Ele nomeou os cardeais porque tem de nomear mesmo, morrendo ou não morrendo é preciso fazer novos cardeais e sem pensar "serão os futuros eleitores". Isso é um acto normal e a cada dois ou três anos há um consistório para fazer novos cardeais, o resto não existe nem tem que ver com a votação no conclave.

Vive no Vaticano. É preciso ter uma personalidade muito especial para viver nessa corte?

Não! Em primeiro lugar não se pode dizer que o Vaticano é uma corte. É uma ideia que se tem da Cúria e que às vezes não corresponde à realidade. A Cúria é composta por cardeais, arcebispos e bispos, sacerdotes, etc., que são pessoas muito normais e onde há um ambiente muito bom e familiar.

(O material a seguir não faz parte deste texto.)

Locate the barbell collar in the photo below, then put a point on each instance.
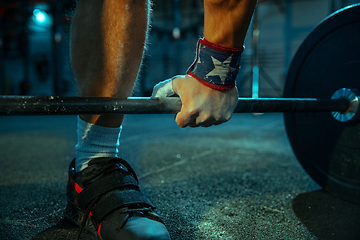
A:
(53, 105)
(353, 111)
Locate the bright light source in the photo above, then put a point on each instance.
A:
(39, 16)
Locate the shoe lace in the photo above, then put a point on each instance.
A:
(111, 165)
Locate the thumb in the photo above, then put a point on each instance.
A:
(163, 89)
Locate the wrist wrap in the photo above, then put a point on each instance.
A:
(216, 66)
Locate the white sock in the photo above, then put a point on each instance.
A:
(94, 142)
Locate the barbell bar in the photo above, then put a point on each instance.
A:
(344, 101)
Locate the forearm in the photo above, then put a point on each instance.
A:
(226, 21)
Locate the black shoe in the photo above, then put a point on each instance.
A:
(105, 199)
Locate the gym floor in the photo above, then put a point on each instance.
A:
(239, 180)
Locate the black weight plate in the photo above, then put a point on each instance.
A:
(328, 59)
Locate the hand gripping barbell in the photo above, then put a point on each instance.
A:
(344, 105)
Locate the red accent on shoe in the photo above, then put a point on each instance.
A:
(210, 85)
(219, 48)
(78, 189)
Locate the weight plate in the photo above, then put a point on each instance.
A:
(328, 60)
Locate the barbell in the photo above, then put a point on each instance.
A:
(343, 104)
(322, 78)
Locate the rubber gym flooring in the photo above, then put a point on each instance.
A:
(239, 180)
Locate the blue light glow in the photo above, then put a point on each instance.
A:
(39, 16)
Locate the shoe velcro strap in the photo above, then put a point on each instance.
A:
(117, 199)
(114, 180)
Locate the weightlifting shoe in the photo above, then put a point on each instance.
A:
(105, 199)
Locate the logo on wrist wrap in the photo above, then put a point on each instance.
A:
(216, 66)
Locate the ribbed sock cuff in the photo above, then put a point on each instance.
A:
(95, 141)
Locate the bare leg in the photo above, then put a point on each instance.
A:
(107, 43)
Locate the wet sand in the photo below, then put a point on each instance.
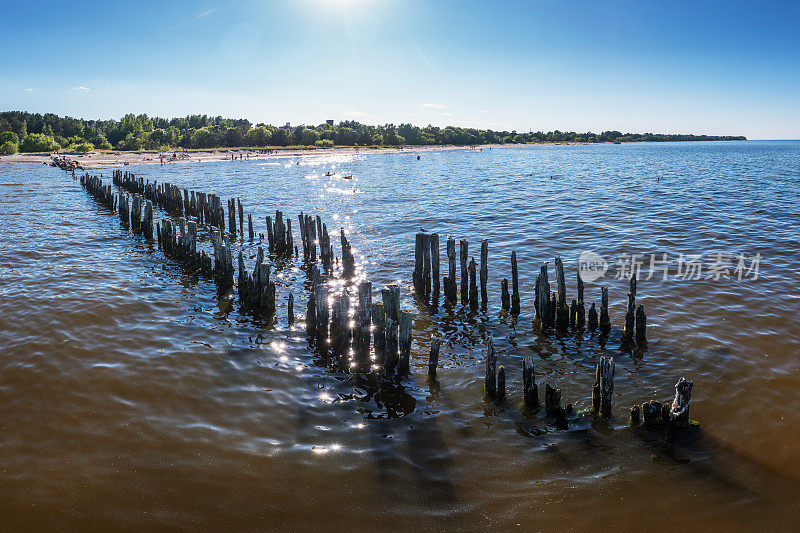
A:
(103, 158)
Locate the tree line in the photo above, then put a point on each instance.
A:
(34, 132)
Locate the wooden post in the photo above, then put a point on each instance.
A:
(552, 398)
(433, 359)
(544, 306)
(514, 285)
(501, 383)
(651, 412)
(391, 304)
(426, 266)
(241, 217)
(603, 386)
(679, 411)
(573, 315)
(405, 341)
(592, 318)
(417, 277)
(641, 325)
(630, 316)
(434, 242)
(379, 328)
(363, 317)
(562, 309)
(635, 418)
(473, 287)
(450, 291)
(463, 255)
(605, 322)
(530, 391)
(505, 297)
(490, 383)
(484, 272)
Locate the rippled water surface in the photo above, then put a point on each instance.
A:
(132, 394)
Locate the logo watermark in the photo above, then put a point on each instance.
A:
(664, 266)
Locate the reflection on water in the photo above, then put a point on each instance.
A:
(130, 392)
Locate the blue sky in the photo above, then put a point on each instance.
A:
(695, 67)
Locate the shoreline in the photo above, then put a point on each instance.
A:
(101, 159)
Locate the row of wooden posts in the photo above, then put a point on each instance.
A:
(551, 312)
(382, 324)
(382, 328)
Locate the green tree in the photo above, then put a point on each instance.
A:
(9, 147)
(308, 136)
(101, 143)
(37, 142)
(9, 136)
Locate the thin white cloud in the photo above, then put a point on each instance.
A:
(423, 57)
(356, 114)
(205, 13)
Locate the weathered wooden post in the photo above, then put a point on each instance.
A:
(505, 297)
(544, 306)
(321, 300)
(603, 386)
(630, 316)
(417, 277)
(651, 412)
(484, 272)
(490, 379)
(515, 308)
(405, 341)
(635, 418)
(426, 266)
(391, 304)
(501, 383)
(450, 290)
(562, 309)
(641, 325)
(379, 328)
(605, 322)
(434, 241)
(679, 411)
(433, 359)
(473, 288)
(530, 392)
(592, 318)
(552, 398)
(464, 252)
(364, 317)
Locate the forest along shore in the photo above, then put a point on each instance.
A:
(97, 159)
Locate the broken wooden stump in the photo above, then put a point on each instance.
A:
(603, 387)
(433, 358)
(515, 308)
(530, 392)
(484, 273)
(464, 252)
(473, 287)
(490, 379)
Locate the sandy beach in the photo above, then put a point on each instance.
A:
(98, 159)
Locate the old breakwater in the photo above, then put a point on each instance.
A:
(391, 328)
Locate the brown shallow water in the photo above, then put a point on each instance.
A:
(131, 395)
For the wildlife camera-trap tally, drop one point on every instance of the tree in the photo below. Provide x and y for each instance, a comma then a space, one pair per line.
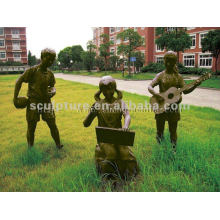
64, 57
32, 60
104, 48
113, 62
88, 56
139, 59
100, 63
133, 41
175, 39
76, 51
211, 43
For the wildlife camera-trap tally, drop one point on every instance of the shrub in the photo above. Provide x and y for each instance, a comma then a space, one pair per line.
153, 67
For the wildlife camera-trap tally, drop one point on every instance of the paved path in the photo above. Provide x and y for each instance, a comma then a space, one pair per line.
199, 97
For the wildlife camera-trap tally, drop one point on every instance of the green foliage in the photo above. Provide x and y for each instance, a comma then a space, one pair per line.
11, 63
176, 40
70, 57
32, 60
153, 67
104, 49
113, 62
211, 43
88, 57
100, 63
134, 40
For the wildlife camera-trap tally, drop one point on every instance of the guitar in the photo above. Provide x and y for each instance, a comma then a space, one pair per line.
173, 95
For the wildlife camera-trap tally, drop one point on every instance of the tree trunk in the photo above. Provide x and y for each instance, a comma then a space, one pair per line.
129, 64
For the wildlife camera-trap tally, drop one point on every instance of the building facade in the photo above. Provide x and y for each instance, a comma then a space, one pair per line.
13, 44
192, 57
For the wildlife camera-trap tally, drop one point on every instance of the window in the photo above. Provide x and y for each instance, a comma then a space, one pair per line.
118, 41
17, 55
2, 43
170, 29
205, 60
193, 38
15, 45
158, 48
112, 30
1, 31
159, 59
112, 50
189, 60
112, 39
201, 36
126, 39
15, 31
189, 28
2, 55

O Vaticano sempre deu azo a muita criação literária. Dan Brown fez livros com intrigas e caves repletas de segredos. É verdade?

O Vaticano tem a sua história, riquíssima em muitos aspectos, que interessa muitas vezes a pessoas assim. Mas o Vaticano é transparente, não tem nenhum mistério lá dentro.

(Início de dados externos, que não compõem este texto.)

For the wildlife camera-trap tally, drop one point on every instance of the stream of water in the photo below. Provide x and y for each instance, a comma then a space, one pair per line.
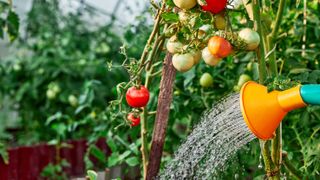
221, 132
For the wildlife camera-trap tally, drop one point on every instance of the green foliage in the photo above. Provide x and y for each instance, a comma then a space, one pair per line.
9, 21
63, 81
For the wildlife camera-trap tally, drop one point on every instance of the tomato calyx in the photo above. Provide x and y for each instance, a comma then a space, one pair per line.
133, 118
137, 96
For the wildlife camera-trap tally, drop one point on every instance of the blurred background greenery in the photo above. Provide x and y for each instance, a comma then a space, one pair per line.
62, 71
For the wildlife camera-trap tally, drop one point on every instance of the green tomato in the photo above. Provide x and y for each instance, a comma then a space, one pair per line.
183, 62
56, 88
185, 4
51, 94
250, 37
206, 80
243, 79
73, 100
208, 58
249, 66
174, 46
220, 22
196, 56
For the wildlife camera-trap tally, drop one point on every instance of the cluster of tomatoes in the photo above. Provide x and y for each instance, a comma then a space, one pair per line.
217, 47
137, 97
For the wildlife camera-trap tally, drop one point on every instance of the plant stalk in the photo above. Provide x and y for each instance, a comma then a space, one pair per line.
162, 116
287, 164
261, 51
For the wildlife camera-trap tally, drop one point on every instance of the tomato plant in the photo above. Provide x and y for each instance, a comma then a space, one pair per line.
134, 119
69, 80
137, 96
219, 47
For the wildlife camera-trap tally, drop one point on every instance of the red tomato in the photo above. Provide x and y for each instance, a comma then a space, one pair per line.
219, 47
137, 97
215, 6
135, 120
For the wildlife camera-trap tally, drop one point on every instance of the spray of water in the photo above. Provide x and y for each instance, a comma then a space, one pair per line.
221, 133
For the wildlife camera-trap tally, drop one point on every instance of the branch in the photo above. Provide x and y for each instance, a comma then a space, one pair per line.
261, 51
162, 116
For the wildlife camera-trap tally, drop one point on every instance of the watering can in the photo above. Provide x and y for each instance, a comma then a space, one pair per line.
263, 111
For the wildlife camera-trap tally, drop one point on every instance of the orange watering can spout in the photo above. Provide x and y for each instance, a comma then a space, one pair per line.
263, 111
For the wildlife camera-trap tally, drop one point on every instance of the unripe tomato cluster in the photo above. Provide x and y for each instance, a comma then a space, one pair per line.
137, 97
212, 42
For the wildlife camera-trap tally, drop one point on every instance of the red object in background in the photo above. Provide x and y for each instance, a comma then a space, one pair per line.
27, 163
10, 171
215, 6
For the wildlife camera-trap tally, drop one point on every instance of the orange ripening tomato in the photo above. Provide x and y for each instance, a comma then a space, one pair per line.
219, 47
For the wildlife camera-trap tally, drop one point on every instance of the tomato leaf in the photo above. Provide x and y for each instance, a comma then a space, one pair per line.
132, 161
13, 25
97, 153
170, 17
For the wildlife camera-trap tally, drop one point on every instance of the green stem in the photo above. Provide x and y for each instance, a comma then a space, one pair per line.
273, 36
154, 54
287, 164
277, 141
261, 51
269, 166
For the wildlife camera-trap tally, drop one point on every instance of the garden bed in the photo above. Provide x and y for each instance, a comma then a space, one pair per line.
27, 162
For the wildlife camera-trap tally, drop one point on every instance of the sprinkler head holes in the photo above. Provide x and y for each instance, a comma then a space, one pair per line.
263, 111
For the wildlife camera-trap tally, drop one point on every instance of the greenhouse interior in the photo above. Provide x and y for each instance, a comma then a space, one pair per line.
159, 89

Leu o Evangelho, de José Saramago?

Eu li. O que ele diz não corresponde à realidade. Jesus Cristo é uma pessoa muito mais simples.

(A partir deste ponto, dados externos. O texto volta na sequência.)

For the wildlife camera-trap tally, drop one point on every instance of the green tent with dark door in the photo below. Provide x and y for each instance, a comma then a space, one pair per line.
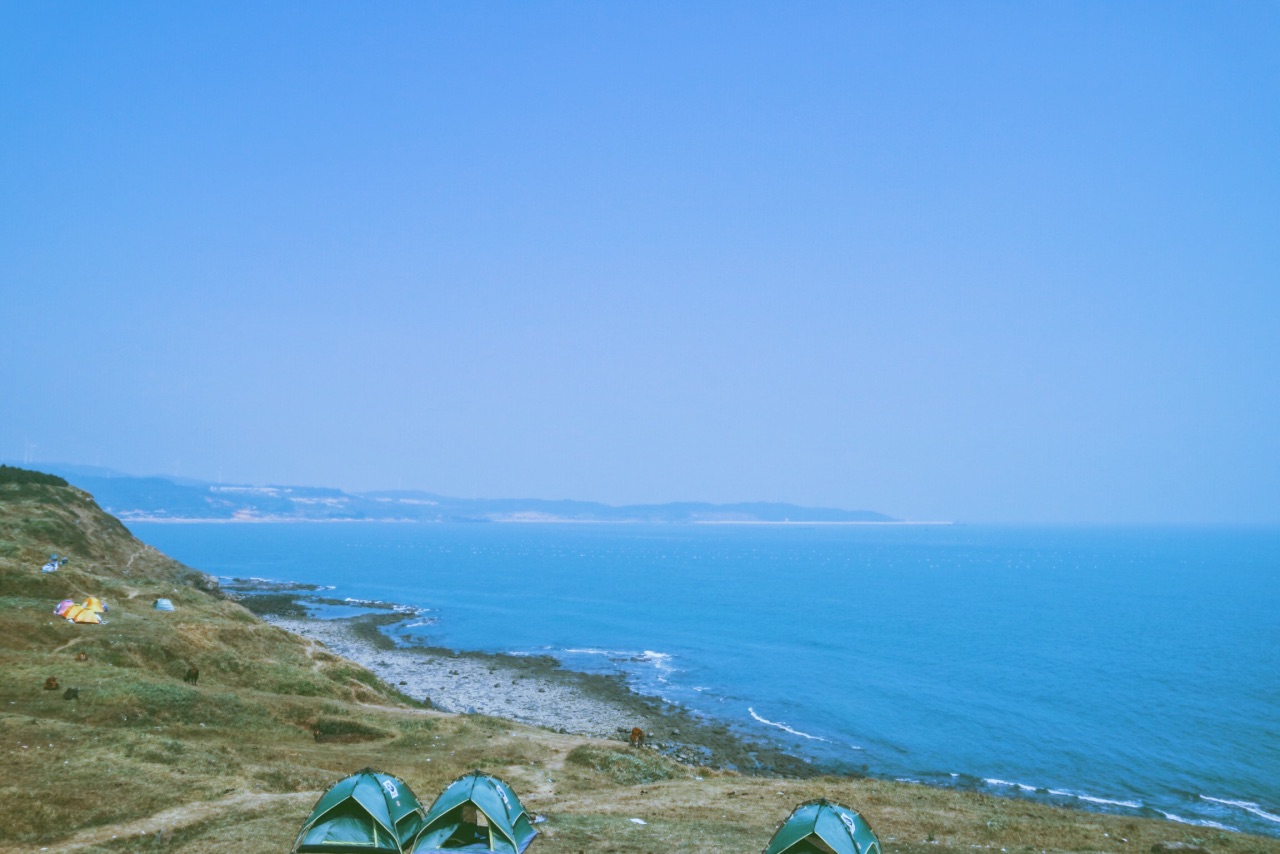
365, 812
823, 827
475, 813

A sua recente resignação de prefeito da Congregação para as Causas dos Santos afasta-o de Deus?

Não. A minha vida continuará igual, consagrada a Deus e à Igreja.

Mas como será a sua nova vida?

No Vaticano não vai mudar nadinha porque eu também sou membro de muitos outros dicastérios ou congregações da Cúria Romana: da Congregação dos Bispos, de quem depende a escolha dos novos bispos, e que dá muito trabalho; membro da Congregação do Culto Divino e da Disciplina dos Sacramentos; do Pontifício Conselho para a Pastoral da Saúde e da Pontifícia Comissão para o Governo do Estado da Cidade do Vaticano... A minha vida vai continuar no mesmo lugar, muito cheia de trabalho, sempre na Cúria Romana.

Só não se preocupará com a santidade dos homens?

Temos sempre de nos preocuparmos com a santidade dos homens porque um padre, um bispo, um cardeal é sempre tal onde quer que se encontre. É um pastor e tem de se preocupar com a santidade.